Our new report, published online today, highlights the economic, social and cultural impact of British music festivals, and shows that festivals are now at the heart of the British music industry, forming an essential part of the worlds of rock, classical, folk and jazz. Funded by the Arts and Humanities Research Council’s (AHRC) Connected Communities programme, the report is based on a critical literature review of more than 170 books, papers and reports.
The sheer breadth of perspectives about festivals was surprising: from the economic impact of the Edinburgh Festivals to the experience of performers and audiences Gilbert and Sullivan Festival to the impact of a chamber music festival on a bat colony, the literature on festivals highlights the way that they have captured the imaginations of researchers across the world.
The following offers a brief summary of the report – to read the full report and the accompanying annotated bibliography, click here.

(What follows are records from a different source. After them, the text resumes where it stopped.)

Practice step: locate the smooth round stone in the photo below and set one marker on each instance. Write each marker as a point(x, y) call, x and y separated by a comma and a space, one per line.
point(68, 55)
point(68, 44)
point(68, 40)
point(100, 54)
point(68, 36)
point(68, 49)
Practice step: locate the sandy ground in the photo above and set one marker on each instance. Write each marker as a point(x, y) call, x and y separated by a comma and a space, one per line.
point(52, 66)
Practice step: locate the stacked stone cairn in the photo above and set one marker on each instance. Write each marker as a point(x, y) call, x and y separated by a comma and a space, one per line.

- Economy and charity: Festivals are big business – they have significant direct and indirect economic impacts, although a lack of consensus about the methods for working out just how lucrative festivals are for the local area makes comparison between festivals difficult.

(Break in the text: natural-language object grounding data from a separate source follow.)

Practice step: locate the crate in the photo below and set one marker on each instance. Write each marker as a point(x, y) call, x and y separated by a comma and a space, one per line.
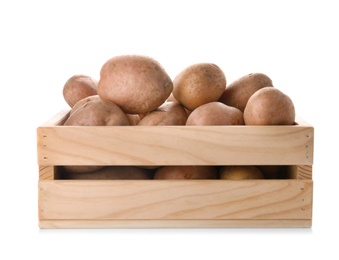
point(174, 203)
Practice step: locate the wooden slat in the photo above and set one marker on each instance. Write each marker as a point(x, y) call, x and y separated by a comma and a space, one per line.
point(46, 173)
point(176, 145)
point(175, 200)
point(214, 223)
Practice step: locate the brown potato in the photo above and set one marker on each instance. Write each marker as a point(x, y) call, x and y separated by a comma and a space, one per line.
point(83, 101)
point(78, 87)
point(215, 113)
point(169, 113)
point(137, 84)
point(186, 172)
point(269, 106)
point(238, 92)
point(82, 169)
point(111, 173)
point(199, 84)
point(134, 119)
point(240, 172)
point(95, 112)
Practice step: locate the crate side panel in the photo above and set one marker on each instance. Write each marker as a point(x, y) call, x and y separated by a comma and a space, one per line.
point(208, 199)
point(213, 223)
point(176, 145)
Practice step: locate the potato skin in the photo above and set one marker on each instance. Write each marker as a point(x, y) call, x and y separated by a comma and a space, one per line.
point(199, 84)
point(238, 92)
point(240, 172)
point(96, 112)
point(185, 172)
point(269, 106)
point(137, 84)
point(81, 169)
point(169, 113)
point(78, 87)
point(215, 113)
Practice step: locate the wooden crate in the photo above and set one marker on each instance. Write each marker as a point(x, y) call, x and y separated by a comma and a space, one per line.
point(175, 203)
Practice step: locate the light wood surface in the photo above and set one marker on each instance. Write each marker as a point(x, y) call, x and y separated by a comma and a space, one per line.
point(175, 200)
point(175, 145)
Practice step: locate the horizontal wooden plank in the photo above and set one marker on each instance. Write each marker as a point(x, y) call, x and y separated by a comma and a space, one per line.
point(175, 145)
point(175, 200)
point(214, 223)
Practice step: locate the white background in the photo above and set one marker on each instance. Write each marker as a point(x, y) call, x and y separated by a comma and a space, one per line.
point(43, 43)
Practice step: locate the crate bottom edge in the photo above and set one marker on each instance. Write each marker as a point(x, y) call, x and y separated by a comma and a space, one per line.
point(236, 223)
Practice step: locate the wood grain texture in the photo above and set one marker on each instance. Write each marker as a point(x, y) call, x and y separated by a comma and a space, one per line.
point(175, 145)
point(209, 223)
point(175, 200)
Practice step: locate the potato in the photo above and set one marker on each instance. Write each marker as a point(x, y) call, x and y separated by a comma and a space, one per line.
point(111, 173)
point(186, 172)
point(215, 113)
point(137, 84)
point(199, 84)
point(240, 172)
point(83, 101)
point(169, 113)
point(269, 106)
point(134, 119)
point(81, 169)
point(96, 112)
point(238, 92)
point(78, 87)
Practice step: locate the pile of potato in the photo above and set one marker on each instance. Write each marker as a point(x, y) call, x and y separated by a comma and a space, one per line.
point(136, 90)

- Politics and power: The frivolity of festivals sometimes masks deeper issues around race, religion, class, sexuality, and gender – line-ups are often white and male-dominated, for instance – although music festivals have been sites for social and political debate, and sometimes action – the links between CND and jazz festivals in the 1950s, for example, or the role of Glastonbury in raising funds and awareness about political issues.
- Temporality and transformation: Music festivals allow for intense production and consumption of music over a relatively short period of time in a particular place, and are sites for the intensification of ideas and even behaviour. Motivation for attending music festivals is not purely about the music; other factors may be social – renewing old ties, for example, or (less so) making new ones.
- Creativity: music and musicians: Performance at particular festivals can enhance musicians’ status and increase the chances of further festival bookings – festivals can act as showcases and platforms for exporting musicians abroad. Festivals can also be sites for musical experimentation and hybridity.
- Place-making and tourism: Festivals have become ubiquitous within tourism and place marketing campaigns and are vehicles for celebrating, constructing and maintaining national or cultural identity – the flag waving at the Last Night of the Proms constructing a particular notion of Britain, for instance. Music festivals often contribute to a positive image of a locale, both internally to its residents and externally to visitors, and hence attract people to live in the place and tourists to visit.
- Mediation and discourse: Multiplatform mediation on television, radio, press, and online pushes the festival concept into the national consciousness and exports ideas about and images of Britain and Britishness around the world, as well as being a useful means of audience development.
- Health and well-being: Festivals are either associated with either well-being and wellness – healing fields and the psychological benefits of being outdoors – or with negative health issues such as over-consumption or injuries; festivals can also put pressure on local health services.
- Environmental: local and global: Festivals have local and global environmental impacts – locally via a temporary increase in population and in the production of waste, and globally via the increased carbon footprint of touring international artists.
We also examined how academic research has also impacted on festivals – from providing economic impact assessments to providing opportunities for public engagement, research collaboration and debate.
Finally, we made a number of recommendations for further research, because even though there has been an increasing amount of academic interest around festivals and impact from a variety of disciplines, there are still many gaps within the current literature. Perhaps surprisingly, there appears to be more work on the impact of festivals within the folk and pop literature (rock, jazz, ‘world’, etc.) than from the classical/opera literature, the latter of which has traditionally been concerned with musical works and composers rather than concerts and performances. Also, there is a relative lack of literature about the impact of festivals on musicians, both in terms of the impact on how they tour but also the creative and economic impact of festivals.
We hope that the report and annotated bibliography will be useful to other people studying festivals but also to the festival community and to policy-makers as a means of showing the impact of British music festivals, economically, socially and culturally at local and international levels.